Monday, July 02, 2018

It's A Flame War

     Modern voting patterns, that is.  "Vote for crazy, vote for the person who most makes the other side the most angry.  Just don't vote for more of the same old same old."  It explains a lot.

Sunday, July 01, 2018

The Grapevine & the Fox: A Parable

     ...A slightly fractured parable.

     One day a beautiful bunch of grapes hanging from a Grapevine on a tree limb high over a trail saw a Fox approach.  The grapes were ready to burst with juice and the Grapevine longed for them to be eaten.  The Fox stopped and gazed up at the grapes, tongue lolling.

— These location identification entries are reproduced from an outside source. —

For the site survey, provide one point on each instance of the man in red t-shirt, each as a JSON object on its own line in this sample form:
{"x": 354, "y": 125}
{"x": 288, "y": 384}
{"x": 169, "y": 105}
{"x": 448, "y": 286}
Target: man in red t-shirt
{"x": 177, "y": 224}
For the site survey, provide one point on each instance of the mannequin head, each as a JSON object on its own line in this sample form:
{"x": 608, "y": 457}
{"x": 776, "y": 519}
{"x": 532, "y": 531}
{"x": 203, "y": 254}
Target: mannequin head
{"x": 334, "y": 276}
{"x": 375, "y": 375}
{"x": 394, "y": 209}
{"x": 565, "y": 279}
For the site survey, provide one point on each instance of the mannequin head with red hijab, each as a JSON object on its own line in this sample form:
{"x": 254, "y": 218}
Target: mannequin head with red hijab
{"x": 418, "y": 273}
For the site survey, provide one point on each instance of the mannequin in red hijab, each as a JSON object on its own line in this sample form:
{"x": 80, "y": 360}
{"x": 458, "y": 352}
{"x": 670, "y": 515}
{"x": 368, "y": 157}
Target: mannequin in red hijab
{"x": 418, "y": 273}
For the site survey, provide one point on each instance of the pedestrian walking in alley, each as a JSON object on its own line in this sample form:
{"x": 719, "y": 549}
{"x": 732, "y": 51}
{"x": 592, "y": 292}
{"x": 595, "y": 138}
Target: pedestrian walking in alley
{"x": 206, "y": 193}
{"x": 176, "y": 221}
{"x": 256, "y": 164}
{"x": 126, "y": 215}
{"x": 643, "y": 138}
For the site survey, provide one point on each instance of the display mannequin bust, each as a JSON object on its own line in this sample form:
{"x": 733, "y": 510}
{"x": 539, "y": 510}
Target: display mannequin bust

     The Fox was far below, and the Grapevine did its slow, vegetative best to uncoil and drop lower.  The Fox jumped but came far short.  The grapes swayed in the breeze, slowly lowering; the Fox tried a running leap, the grapes kept dropping, but they never came close enough.  The Fox tried and tried, and finally stalked off, head high, tail in the air.

     The Grapevine looked after the Fox in disgust.

     "What an idiot I have been, wearing myself out to try to get a toothless old fox to eat my lovely ripe grapes and scatter the seeds.  Foxes don't even like grapes."

     And it coiled itself back up, slowly and scornfully.

     There are many who pretend to despise that which is beyond their reach.